Reputation: 19694
I am trying to come up with a generic solution for parsing strings (with a given format). For instance, I would like to be able to parse a string containing a list of numeric values (integers or floats) and return a std::vector. This is what I have so far:
template<typename T, typename U>
T parse_value(const U& u) {
throw std::runtime_error("no parser available");
}
template<typename T>
std::vector<T> parse_value(const std::string& s) {
std::vector<std::string> parts;
boost::split(parts, s, boost::is_any_of(","));
std::vector<T> res;
std::transform(parts.begin(), parts.end(), std::back_inserter(res),
[](const std::string& s) { return boost::lexical_cast<T>(s); });
return res;
}
Additionally, I would like to be able to parse strings containing other type of values. For instance:
struct Foo { /* ... */ };
template<>
Foo parse_value(const std::string& s) {
/* parse string and return a Foo object */
}
The reason to maintain a single "hierarchy" of parse_value
functions is because, sometimes, I want to parse an optional value (which may exist or not), using boost::optional. Ideally, I would like to have just a single parse_optional_value
function that would delegate on the corresponding parse_value
function:
template<typename T>
boost::optional<T> parse_optional_value(const boost::optional<std::string>& s) {
if (!s) return boost::optional<T>();
return boost::optional<T>(parse_value<T>(*s));
}
So far, my current solution does not work (the compiler cannot deduce the exact function to use). I guess the problem is that my solution relies on deducing the template value based on the return type of parse_value
functions. I am not really sure how to fix this (or even whether it is possible to fix it, since the design approach could just be totally flawed). Does anyone know a way to solve what I am trying to do? I would really appreciate if you could just point me to a possible way to address the issues that I am having with my current implementation. BTW, I am definitely open to completely different ideas for solving this problem too.
Upvotes: 0
Views: 1297
Reputation: 1917
Here is an example of libsass parser:
const char* interpolant(const char* src) {
return recursive_scopes< exactly<hash_lbrace>, exactly<rbrace> >(src);
}
// Match a single character literal.
// Regex equivalent: /(?:x)/
template <char chr>
const char* exactly(const char* src) {
return *src == chr ? src + 1 : 0;
}
where rules could be passed into the lex method.
Upvotes: 0
Reputation: 241771
You cannot overload functions based on return value [1]. This is precisely why the standard IO library uses the construct:
std::cin >> a >> b;
which may not be your piece of cake -- many people don't like it, and it is truly not without its problems -- but it does a nice job of providing a target type to the parser. It also has the advantage over a static parse<X>(const std::string&)

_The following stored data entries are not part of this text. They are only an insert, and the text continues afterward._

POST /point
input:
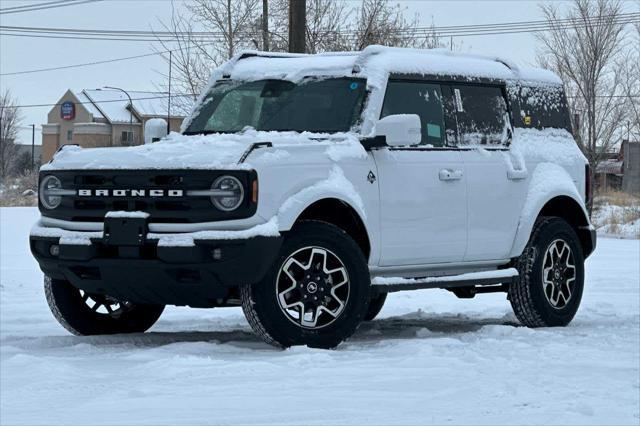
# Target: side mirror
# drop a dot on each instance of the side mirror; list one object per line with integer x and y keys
{"x": 400, "y": 129}
{"x": 154, "y": 130}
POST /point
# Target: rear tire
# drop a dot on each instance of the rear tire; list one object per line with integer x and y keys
{"x": 549, "y": 289}
{"x": 316, "y": 293}
{"x": 375, "y": 306}
{"x": 84, "y": 314}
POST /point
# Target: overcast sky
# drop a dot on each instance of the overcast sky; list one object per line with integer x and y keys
{"x": 21, "y": 53}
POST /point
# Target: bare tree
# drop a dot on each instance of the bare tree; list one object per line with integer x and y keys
{"x": 10, "y": 119}
{"x": 630, "y": 69}
{"x": 378, "y": 22}
{"x": 204, "y": 33}
{"x": 325, "y": 21}
{"x": 584, "y": 54}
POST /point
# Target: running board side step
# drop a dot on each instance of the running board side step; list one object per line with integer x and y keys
{"x": 484, "y": 278}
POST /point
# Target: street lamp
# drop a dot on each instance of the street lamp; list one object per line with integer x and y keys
{"x": 130, "y": 107}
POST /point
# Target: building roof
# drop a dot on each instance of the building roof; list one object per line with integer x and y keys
{"x": 113, "y": 105}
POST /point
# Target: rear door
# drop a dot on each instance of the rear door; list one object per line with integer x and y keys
{"x": 496, "y": 193}
{"x": 423, "y": 211}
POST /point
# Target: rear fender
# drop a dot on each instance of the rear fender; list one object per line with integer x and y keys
{"x": 549, "y": 181}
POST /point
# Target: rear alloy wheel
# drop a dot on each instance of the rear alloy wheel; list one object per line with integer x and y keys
{"x": 316, "y": 293}
{"x": 549, "y": 289}
{"x": 85, "y": 314}
{"x": 558, "y": 274}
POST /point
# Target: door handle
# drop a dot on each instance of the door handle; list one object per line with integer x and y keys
{"x": 448, "y": 174}
{"x": 517, "y": 174}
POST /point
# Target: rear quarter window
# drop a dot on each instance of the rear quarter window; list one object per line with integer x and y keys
{"x": 539, "y": 107}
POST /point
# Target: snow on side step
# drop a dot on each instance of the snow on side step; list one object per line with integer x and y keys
{"x": 469, "y": 276}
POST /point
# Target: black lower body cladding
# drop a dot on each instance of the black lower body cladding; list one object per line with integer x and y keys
{"x": 197, "y": 276}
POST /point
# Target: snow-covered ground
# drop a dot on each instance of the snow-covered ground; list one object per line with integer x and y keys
{"x": 429, "y": 358}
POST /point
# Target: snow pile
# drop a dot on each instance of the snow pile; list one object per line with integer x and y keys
{"x": 618, "y": 218}
{"x": 209, "y": 152}
{"x": 125, "y": 214}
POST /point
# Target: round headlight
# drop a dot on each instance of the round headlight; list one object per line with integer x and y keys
{"x": 48, "y": 185}
{"x": 229, "y": 193}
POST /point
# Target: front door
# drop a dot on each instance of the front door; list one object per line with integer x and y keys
{"x": 423, "y": 189}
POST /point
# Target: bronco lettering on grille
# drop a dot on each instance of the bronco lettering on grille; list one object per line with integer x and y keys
{"x": 130, "y": 192}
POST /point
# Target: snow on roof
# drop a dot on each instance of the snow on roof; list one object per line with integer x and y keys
{"x": 292, "y": 67}
{"x": 376, "y": 63}
{"x": 88, "y": 105}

prototype that it allows for chaining and streaming, as above. Sometimes that's not needed, but in many parsing contexts it is essential, and the use of operator>>
is actually a pretty cool syntax. [2]
The standard library doesn't do what would be far and away the coolest thing, which is to skip string constants scanf
style and allow interleaved reading.
vector<int> integers;
std::cin >> "[" >> interleave(integers, ",") >> "]";
However, that could be defined. (Possibly it would be better to use an explicit wrapper around the string literals, but actually I prefer it like that; but if you were passing a variable you'd want to use a wrapper).
[1] With the new auto
declaration, the reason for this becomes even clearer.
[2] IO manipulators, on the other hand, are a cruel joke. And error handling is pathetic. But you can't have everything.
Upvotes: 1